14 APRIL 2007, Page 55

Tomb raider

Lee Langley follows in the footsteps of a famous French Egyptologist ANile cruise is not for wimps — not if you do it seriously: up before dawn, a quick breakfast, then off on the boat to the first tomb of the day. Deep underground, painted walls glowed with Pharaonic profiles, sinister bird-headed priests, rituals from the Book of the Dead. We shivered in our anoraks till the sun god showed his face as we headed for the temples. Some people cheated, retreating to deck recliners, basking in winter sun. But I was following in the footsteps of a hyper-energetic Frenchman.

If you fed the name Vivant Denon to a University Challenge team, most bright young things probably wouldn’t have a clue, despite the fact that this 18th-century courtier, artist, traveller, collector and libertine virtually created the Louvre as we know it today, filling the museum with treasures, mostly looted from the enemies of France. His name is carved on its façade.

Denon — short, curly-haired and snubnosed — was a charmer adored by women, who found his wit and dimpled grin captivating. When I began to research his life I too fell under his spell; I wanted to go where he went, see what he had seen. I tracked him from Paris to Venice (the scene of his greatest love affair), to Naples and Sicily, and back to Paris, where a chilling midnight encounter with Robespierre saved him from the guillotine. But it was Egypt that changed his life and brought him fame. (In the British Museum there’s a delightful Denon drawing that shows him sketching in the desert, camels nearby.) He was one of 200 savants — geologists, archaeologists, mathematicians, artists and writers — the 28-year-old General Bonaparte took with him to Egypt, ‘embedded’ with the army, to study, measure, analyse and record everything they saw — animal, vegetable, mineral — on a military campaign which some historians have rated as worse than the retreat from Moscow. Without water, the men marched through hostile desert. Close to starvation, they lived off what they could scavenge, and fought valiantly. But their real enemy was Egypt itself — its heat, sandstorms and plagues of locusts.

The scholars suffered alongside the troops: Denon describes sleeping without cover in the sand, sword in hand, eaten alive by mosquitoes.
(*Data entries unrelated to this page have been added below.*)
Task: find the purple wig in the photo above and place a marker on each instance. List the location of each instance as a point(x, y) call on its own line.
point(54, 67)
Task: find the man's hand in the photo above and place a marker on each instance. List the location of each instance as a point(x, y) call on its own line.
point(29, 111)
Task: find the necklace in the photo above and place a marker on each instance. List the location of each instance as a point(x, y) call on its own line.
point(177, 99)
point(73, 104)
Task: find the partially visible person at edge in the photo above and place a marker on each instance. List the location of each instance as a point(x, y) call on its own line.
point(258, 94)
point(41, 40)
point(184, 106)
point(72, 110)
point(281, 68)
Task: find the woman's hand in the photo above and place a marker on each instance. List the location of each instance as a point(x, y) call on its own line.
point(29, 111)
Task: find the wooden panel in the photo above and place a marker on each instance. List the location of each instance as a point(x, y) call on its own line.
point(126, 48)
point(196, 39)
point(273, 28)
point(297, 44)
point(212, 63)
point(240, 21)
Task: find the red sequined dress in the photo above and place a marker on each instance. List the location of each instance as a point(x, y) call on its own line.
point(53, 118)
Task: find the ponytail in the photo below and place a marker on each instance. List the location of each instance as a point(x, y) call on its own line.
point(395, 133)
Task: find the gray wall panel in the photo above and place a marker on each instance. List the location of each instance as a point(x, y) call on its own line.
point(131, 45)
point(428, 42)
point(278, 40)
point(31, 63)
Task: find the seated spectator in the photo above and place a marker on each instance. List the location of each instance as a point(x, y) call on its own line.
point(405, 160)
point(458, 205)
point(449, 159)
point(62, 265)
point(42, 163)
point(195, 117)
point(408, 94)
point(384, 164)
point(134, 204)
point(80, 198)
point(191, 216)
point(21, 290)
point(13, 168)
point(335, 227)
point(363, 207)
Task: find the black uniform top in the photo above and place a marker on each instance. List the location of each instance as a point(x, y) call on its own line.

Just over 200 years later, I gave thanks for my air-conditioned cabin, en-suite loo and shower, tempting menus and splash pool for cooling off.

Across the web of time, Denon and I explored the great temples: Karnak, Dendera, Abydos, Luxor, Edfu. The French approached them with caution: pillars could conceal Arab snipers. Bedouins attacked as Denon, sketchpad on knees, hurriedly attempted to snatch a drawing or copy hieroglyphs. I explored the splendours at leisure. All I risked was being ambushed by carpet salesmen or accosted by youths armed with Nubian beads, silver necklaces, kaftans.

Onboard lecturers filled in our historical blanks. But they couldn’t match the thrilling immediacy of Denon’s bestselling Voyage

Photo: John Reiss

dans la basse et la haute Egypte, which was how I first encountered him. The book triggered an Egyptomania that swept through Europe. Reading his vivid account, you feel his excitement as he groped his way to a pyramid’s dark heart, or stared with wonder as his flickering lamp lit up an underground chamber heaped with treasure, gilded furniture, skeletons of the sacred ibis.

When Bonaparte’s troops reached the tiny island of Philae they were met by showers of spears hurled by natives. Philae in Greek (Pilak in ancient Egyptian) meant The End: the southernmost limit of Egypt, where the Nubian desert lay like a sea solidified. Philae was sacred. But 1960 brought Nasser’s High Dam, and the island with its precious temple complex vanished beneath swirling waters — doomed — until Unesco came up with a brilliant bit of lateral thinking. Nearby, another island, Agilqiyyah, stood above water level. The drowned island was surrounded by a retaining wall, its interior pumped dry. Individually numbered, each massive stone block was lifted and floated by barge 500 metres north. The tiny, Ptolemaic Temple of Isis which Denon declared the most perfect in all Egypt; the decorated pylon; the pavilion of Trajan, with its colonnade of 31 columns, all were moved to safety on a new outcrop of rock — Agilqiyyah — renamed, carefully chipped away and reshaped to match the original.

The island is, of course, counterfeit. But, framed by a grove of frail, slender trees whose branches flutter bright yellow, Philae lives again. I think Denon would have approved.